The installation can be seen in Via Paolo Sarpi, at numbers 19 and 21, from Tuesday 20 to Sunday 25 February. “Factanza has always been at the forefront of the challenges related to the climate emergency and we believe it is our duty to act as a vehicle for awareness and change. The installation in this sense becomes a symbol and a reminder to recognise the reality of climate change and its devastating consequences,” commented Bianca Arrighini, CEO and co-founder of Factanza, one of the leading digital platforms with a community of over one million users on social media. “This is not just a show of solidarity, but a tangible commitment to the cause. Taking this project forward means highlighting the stories and human impacts of climate crises, promoting concrete actions that remind us of the importance of immediate global action”.  

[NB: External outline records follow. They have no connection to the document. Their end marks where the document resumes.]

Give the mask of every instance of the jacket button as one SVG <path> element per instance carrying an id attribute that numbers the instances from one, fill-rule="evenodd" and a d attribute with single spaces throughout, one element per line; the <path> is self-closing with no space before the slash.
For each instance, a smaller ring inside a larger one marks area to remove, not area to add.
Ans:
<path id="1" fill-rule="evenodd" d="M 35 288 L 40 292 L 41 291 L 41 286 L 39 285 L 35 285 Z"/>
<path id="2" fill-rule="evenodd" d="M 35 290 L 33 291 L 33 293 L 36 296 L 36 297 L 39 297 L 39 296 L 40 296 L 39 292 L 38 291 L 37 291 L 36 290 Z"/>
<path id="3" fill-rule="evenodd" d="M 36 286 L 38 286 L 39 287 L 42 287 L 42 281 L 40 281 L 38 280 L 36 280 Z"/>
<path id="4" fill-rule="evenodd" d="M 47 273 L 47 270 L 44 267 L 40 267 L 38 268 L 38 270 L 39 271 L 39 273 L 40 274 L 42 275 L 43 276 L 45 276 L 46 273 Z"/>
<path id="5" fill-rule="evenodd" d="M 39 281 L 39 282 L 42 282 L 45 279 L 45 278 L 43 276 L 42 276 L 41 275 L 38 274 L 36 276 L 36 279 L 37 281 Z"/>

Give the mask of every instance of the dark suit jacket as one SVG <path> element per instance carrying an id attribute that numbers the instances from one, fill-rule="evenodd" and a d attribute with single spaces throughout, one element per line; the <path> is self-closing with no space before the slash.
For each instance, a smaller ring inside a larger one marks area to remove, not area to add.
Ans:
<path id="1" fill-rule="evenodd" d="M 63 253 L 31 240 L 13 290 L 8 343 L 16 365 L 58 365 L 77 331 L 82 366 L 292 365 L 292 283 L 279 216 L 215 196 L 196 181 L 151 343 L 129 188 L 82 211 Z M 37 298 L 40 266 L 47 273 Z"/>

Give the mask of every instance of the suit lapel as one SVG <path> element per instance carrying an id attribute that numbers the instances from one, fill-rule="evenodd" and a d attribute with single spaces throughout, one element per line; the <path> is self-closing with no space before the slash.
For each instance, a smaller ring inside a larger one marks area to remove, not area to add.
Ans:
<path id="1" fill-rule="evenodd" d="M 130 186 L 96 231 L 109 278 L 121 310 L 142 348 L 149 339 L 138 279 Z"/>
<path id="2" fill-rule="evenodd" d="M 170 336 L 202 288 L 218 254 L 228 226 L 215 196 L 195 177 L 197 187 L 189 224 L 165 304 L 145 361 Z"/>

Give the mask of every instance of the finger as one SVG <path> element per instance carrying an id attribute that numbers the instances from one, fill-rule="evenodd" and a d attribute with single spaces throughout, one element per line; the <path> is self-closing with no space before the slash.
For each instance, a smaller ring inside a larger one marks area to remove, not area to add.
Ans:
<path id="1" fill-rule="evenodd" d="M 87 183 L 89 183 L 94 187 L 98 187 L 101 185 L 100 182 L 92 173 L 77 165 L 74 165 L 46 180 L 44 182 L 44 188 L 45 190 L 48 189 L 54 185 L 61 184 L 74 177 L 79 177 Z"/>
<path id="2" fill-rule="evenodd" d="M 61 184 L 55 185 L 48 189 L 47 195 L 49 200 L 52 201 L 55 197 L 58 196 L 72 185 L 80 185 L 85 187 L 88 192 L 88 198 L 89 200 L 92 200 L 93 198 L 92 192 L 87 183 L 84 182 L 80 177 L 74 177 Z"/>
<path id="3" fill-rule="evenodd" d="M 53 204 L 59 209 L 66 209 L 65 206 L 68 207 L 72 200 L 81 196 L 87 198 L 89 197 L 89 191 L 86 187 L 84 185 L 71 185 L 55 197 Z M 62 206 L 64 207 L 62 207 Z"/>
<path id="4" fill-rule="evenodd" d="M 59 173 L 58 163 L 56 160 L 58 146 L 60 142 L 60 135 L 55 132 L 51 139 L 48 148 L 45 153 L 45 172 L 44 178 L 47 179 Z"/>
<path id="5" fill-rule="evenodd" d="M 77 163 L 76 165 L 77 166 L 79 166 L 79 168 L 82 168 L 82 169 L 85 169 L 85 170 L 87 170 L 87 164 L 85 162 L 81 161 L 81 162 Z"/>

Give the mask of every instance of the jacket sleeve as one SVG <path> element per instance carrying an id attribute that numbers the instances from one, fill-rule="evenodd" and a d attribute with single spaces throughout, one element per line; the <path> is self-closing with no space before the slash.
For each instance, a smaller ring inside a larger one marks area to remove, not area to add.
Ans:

The initiative is being implemented as part of the ‘Humanitarian Assistance for Vulnerable Flood-affected communities in Pakistan’ project, funded by the European Union. 

The situation in Pakistan. According to the Global Climate Risk Index 2021, Pakistan is the second most vulnerable country in the world to extreme weather events. Floods displaced 10 million people4 in 2022 alone, while more than 1,700 died and two million homes were devastated. In the affected districts, the average rate of severe acute malnutrition is 12% (3.5 million children), while the destruction of drinking water sources has caused an exponential increase in diseases such as malaria, dengue, cholera and typhoid. The greatest impact of the emergency, once again, concerns the poorest people: between 8.4 and 9.1 million inhabitants have been pushed below the poverty line.               

CESVI, present in Pakistan since 2005, focuses on disaster preparedness and response activities. In Sindh it supports communities and local authorities with training activities and has set upriver water monitoring systems. With the project ‘Humanitarian Assistance for Vulnerable Communities affected by floods in Pakistan’, supported by the EU, it brings life-saving humanitarian aid, promotes reconstruction and improvement of living conditions, provides economic and health support. The project supports over 200,000 people.